A cheap first-pass measurement without a profiler

systemverilog
// Crude but effective: bracket suspect phases with wall-clock stamps.
// $realtime measures sim time; for wall-clock use $system or vendor PLI,
// or simply compare 'time ./simv' across configuration runs:
//
//   run A: everything on            -> 42 min
//   run B: waves off                -> 31 min   (waves cost ~11 min)
//   run C: waves off, coverage off  -> 27 min   (coverage ~4 min)
//   run D: C + suspect monitor off  -> 14 min   (monitor is the story)
//
// Differential runs localize cost with zero tool knowledge.
module tb_top;
  initial begin
    if ($test$plusargs("NO_WAVES")) ;        // skip dump setup
    else begin
      $dumpfile("waves.vcd");
      $dumpvars(0, tb_top);
    end
  end
endmodule

Typical cost ranking and what it tells you

Reading your own environment

  1. RTL dominant (>50%) — TB is healthy; speedups come from compile/optimization flags or running fewer cycles.

  2. TB dominant — look for polling loops, hot-path string building, and copy storms (next sub-lesson).

  3. Waves dominant — you are dumping too much hierarchy or running waves in regression (see Waves & Logs).

  4. Coverage dominant — sample storms: a covergroup sampled per clock instead of per transaction.

  5. File I/O dominant — verbose logging at scale; a million UVM_MEDIUM lines is real CPU and disk time.

Key takeaways

  • Profile first — differential runs or the vendor profiler; never optimize on instinct.

  • Fix the single largest consumer, re-measure, repeat — one fix at a time.

  • TB code and visibility instrumentation are the costs you control; RTL evaluation largely is not.

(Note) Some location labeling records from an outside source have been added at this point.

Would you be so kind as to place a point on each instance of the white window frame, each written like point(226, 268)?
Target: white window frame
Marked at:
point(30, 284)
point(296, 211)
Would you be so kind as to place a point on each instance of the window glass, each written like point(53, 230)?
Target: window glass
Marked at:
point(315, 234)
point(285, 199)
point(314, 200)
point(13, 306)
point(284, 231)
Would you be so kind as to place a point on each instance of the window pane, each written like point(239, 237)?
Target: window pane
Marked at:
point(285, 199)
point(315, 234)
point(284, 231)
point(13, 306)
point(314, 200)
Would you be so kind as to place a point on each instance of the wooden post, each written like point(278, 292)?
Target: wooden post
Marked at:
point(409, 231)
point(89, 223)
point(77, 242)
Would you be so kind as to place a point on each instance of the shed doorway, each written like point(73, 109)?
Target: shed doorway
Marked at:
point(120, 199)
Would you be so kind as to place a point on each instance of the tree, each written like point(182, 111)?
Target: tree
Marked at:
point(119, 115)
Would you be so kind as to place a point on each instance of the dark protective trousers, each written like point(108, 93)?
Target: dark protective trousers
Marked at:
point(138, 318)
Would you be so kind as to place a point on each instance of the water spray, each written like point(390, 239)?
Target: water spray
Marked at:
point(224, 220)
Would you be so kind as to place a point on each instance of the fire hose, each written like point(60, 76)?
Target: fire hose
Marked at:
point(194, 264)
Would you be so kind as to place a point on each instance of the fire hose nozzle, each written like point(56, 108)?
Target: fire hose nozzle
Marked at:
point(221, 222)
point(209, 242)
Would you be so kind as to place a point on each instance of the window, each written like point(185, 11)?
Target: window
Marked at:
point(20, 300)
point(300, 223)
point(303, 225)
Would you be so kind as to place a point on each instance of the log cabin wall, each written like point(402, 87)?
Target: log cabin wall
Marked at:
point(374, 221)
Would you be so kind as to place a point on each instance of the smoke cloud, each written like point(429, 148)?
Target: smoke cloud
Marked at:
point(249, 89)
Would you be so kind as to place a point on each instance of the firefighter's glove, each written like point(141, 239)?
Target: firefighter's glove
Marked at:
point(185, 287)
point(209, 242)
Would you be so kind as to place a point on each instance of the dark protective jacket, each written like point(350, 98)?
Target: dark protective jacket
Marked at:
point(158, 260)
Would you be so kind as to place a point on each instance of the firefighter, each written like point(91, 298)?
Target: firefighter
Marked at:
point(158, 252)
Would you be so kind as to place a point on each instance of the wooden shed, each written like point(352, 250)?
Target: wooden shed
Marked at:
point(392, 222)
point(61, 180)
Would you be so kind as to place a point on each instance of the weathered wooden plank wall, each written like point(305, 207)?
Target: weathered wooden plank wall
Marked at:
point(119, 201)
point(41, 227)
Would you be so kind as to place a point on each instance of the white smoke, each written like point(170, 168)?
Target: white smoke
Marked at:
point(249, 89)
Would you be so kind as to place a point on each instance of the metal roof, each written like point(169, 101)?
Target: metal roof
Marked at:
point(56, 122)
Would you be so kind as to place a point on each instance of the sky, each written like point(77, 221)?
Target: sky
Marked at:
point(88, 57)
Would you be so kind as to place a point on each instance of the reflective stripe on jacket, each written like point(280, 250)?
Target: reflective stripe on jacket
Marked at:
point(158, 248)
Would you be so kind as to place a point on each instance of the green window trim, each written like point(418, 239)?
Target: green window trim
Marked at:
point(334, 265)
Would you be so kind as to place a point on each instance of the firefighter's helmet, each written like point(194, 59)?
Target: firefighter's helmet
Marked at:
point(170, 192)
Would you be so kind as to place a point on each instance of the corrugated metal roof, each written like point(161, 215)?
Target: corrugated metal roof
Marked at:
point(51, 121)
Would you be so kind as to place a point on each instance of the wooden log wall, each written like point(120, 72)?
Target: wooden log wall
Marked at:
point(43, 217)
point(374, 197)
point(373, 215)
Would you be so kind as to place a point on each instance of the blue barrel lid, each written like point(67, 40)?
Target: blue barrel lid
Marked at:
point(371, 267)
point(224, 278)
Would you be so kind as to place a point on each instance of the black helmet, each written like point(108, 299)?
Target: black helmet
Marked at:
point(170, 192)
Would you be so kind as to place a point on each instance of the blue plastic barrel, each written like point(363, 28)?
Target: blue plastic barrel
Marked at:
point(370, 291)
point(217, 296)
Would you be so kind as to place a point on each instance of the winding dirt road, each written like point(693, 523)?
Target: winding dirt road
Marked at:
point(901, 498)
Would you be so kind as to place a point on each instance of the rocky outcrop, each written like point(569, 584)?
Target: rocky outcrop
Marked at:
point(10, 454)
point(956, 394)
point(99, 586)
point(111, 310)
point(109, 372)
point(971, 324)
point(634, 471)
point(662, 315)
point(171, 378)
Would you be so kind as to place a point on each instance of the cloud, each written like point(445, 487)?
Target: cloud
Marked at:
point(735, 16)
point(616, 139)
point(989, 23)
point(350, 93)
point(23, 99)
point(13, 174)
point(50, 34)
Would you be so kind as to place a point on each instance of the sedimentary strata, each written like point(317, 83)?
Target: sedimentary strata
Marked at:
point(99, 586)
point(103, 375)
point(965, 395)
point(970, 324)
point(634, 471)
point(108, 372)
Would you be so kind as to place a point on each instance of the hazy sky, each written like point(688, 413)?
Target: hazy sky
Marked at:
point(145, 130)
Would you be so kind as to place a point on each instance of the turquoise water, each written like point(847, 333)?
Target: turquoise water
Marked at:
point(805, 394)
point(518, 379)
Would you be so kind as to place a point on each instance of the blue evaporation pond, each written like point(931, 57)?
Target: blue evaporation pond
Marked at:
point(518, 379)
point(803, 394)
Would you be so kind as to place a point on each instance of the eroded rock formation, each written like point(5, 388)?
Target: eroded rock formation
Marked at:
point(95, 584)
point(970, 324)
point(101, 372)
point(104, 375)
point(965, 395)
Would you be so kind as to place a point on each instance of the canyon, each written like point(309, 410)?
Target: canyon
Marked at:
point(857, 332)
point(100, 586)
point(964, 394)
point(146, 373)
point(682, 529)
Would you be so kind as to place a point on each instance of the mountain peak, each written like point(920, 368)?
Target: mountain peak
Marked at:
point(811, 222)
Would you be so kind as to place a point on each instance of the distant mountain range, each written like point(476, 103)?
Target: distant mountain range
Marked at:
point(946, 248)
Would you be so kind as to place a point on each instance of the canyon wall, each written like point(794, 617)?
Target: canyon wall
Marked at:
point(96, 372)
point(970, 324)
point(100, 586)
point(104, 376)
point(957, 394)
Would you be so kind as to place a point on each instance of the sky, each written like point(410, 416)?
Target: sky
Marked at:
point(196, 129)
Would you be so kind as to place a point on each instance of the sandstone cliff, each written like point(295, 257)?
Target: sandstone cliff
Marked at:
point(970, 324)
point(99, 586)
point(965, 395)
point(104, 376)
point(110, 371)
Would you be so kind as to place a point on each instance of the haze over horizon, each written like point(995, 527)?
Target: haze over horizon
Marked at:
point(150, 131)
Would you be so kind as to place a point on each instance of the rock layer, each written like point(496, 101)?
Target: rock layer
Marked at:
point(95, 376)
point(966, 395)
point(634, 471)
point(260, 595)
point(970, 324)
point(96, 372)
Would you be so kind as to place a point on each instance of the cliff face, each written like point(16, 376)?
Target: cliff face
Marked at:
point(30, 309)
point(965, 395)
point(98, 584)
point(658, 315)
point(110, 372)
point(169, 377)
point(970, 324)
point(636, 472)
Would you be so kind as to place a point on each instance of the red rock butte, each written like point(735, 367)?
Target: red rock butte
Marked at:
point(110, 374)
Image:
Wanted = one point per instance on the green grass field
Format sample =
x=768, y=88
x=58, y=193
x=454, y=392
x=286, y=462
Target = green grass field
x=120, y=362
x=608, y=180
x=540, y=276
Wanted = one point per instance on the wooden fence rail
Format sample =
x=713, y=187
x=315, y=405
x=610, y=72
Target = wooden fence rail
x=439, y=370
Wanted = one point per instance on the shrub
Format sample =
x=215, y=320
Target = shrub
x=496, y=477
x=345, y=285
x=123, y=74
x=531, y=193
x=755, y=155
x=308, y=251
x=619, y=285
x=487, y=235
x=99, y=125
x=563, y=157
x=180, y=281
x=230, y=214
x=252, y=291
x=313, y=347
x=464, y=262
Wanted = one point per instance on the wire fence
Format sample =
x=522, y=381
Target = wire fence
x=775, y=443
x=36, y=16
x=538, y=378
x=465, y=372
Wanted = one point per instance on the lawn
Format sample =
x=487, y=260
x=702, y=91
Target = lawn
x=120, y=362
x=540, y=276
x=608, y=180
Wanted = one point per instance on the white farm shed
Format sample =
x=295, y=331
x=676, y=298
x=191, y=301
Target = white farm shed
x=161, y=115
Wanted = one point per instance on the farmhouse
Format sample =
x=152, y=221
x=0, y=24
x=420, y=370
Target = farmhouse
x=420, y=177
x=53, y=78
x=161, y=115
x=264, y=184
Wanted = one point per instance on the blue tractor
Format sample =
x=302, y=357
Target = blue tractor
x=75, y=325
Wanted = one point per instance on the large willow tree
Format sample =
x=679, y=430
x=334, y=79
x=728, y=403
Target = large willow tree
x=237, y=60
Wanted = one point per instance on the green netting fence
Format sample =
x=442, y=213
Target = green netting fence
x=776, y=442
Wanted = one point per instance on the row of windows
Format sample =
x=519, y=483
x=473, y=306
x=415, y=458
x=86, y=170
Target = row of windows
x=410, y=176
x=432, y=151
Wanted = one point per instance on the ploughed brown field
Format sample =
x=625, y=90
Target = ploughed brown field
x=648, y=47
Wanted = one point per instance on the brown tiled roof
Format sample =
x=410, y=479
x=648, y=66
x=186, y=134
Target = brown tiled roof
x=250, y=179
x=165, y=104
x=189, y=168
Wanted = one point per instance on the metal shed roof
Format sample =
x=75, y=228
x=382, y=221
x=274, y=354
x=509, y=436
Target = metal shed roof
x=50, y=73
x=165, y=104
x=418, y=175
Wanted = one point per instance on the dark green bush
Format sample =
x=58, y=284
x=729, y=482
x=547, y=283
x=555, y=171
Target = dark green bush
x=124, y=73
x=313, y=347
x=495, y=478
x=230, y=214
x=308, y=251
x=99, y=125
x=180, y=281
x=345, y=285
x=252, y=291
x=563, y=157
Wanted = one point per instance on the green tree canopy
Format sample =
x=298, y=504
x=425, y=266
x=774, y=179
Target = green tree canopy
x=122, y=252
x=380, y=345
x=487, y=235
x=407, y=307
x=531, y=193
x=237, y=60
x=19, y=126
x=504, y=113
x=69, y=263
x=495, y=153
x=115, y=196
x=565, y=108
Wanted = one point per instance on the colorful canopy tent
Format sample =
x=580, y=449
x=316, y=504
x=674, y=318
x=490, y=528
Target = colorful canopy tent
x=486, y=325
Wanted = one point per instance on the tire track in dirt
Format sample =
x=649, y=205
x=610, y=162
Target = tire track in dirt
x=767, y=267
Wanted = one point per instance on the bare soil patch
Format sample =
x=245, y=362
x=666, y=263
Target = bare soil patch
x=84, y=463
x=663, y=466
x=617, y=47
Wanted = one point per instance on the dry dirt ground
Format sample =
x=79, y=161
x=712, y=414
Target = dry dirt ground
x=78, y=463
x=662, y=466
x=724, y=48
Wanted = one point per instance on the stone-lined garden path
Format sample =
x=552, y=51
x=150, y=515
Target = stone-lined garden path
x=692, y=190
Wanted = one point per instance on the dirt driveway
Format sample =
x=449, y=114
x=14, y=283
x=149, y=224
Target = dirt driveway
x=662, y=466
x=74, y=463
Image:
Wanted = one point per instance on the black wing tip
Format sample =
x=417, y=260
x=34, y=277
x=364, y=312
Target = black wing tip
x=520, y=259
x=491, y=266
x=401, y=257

  • A healthy environment is RTL-dominant; a TB-dominant profile is a bug report on your testbench.

Common pitfalls

  • Optimizing without measuring — hours spent shaving coverage cost while a polling loop burns 40%.

  • Profiling a 100-cycle smoke test — startup cost dominates and the report misleads.

  • Assuming the simulator is slow — three vendors, same TB sin, same slow result.

  • Disabling assertions for speed without an owner sign-off — silent loss of checking.